The Post goes on to report that, once the negotiations fell apart for the last time, Obama attempted to restart them by accepting this approach. “[T]he president tried to put the original framework back in play,” the authors write, explaining that he asked an aide to get Boehner on the phone and tell him “I’ll take your last offer.” But Boehner balked, saying, “[W]e don’t have time to reopen these negotiations.”
Chait reads this to mean that Obama was making a final, abject capitulation—settling for an imaginary $800 billion in revenue in exchange for trillions in spending cuts, when even a real $800 billion would have been insultingly meager.

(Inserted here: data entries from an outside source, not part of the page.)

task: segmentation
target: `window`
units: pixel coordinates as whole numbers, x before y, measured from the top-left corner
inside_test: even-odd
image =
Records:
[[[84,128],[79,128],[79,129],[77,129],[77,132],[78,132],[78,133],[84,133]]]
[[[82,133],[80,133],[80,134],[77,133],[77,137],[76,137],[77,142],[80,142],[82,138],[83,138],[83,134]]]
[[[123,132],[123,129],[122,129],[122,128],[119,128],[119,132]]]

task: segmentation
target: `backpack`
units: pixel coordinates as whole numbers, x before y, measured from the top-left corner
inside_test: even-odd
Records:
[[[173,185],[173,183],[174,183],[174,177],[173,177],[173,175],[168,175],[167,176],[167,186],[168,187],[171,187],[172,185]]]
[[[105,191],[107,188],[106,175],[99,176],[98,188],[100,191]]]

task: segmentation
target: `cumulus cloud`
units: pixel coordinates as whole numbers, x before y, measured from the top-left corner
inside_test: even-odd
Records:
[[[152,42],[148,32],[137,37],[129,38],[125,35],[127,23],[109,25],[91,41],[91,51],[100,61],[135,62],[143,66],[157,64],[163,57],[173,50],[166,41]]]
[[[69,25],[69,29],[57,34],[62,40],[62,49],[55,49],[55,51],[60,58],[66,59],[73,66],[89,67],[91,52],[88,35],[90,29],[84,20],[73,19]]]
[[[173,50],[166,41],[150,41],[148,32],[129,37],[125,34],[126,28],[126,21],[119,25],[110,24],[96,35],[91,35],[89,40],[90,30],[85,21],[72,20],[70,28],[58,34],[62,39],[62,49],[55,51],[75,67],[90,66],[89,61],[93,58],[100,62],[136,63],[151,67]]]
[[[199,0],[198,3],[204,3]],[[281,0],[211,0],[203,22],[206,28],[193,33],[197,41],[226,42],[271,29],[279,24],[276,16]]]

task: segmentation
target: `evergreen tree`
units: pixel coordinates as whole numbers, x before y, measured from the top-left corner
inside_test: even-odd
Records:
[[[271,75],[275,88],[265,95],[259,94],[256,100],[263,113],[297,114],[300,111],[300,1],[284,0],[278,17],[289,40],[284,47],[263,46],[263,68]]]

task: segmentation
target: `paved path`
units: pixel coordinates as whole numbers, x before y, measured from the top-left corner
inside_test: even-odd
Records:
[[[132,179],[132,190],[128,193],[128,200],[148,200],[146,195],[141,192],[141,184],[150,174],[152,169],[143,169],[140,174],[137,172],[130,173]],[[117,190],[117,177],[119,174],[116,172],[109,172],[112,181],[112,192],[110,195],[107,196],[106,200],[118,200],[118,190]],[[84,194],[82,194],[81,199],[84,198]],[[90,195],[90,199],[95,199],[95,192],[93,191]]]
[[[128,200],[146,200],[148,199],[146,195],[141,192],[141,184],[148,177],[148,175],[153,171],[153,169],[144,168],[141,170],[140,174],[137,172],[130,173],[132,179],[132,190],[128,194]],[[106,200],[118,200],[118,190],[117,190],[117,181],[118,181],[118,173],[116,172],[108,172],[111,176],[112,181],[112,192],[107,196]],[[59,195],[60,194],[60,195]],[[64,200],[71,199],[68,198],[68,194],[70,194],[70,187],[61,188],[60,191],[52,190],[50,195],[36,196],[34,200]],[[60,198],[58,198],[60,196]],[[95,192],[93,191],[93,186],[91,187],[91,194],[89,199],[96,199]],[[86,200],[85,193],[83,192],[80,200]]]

But I don’t think that’s what actually happened, or even what the Post is necessarily saying happened. If you parse these lines closely, Obama seemed to be accepting a framework in which Republicans would agree to an $800 billion figure, which the White House hoped would be real and the GOP hoped would be imaginary. That would have been the subject of the negotiation Boehner said there wasn’t time to reopen. And, on that point at least, Boehner was right. Given the Republican hostility to any bona fide revenue, the two sides could have negotiated ad infinitum without reaching a deal. That’s really all you need to know about what went down.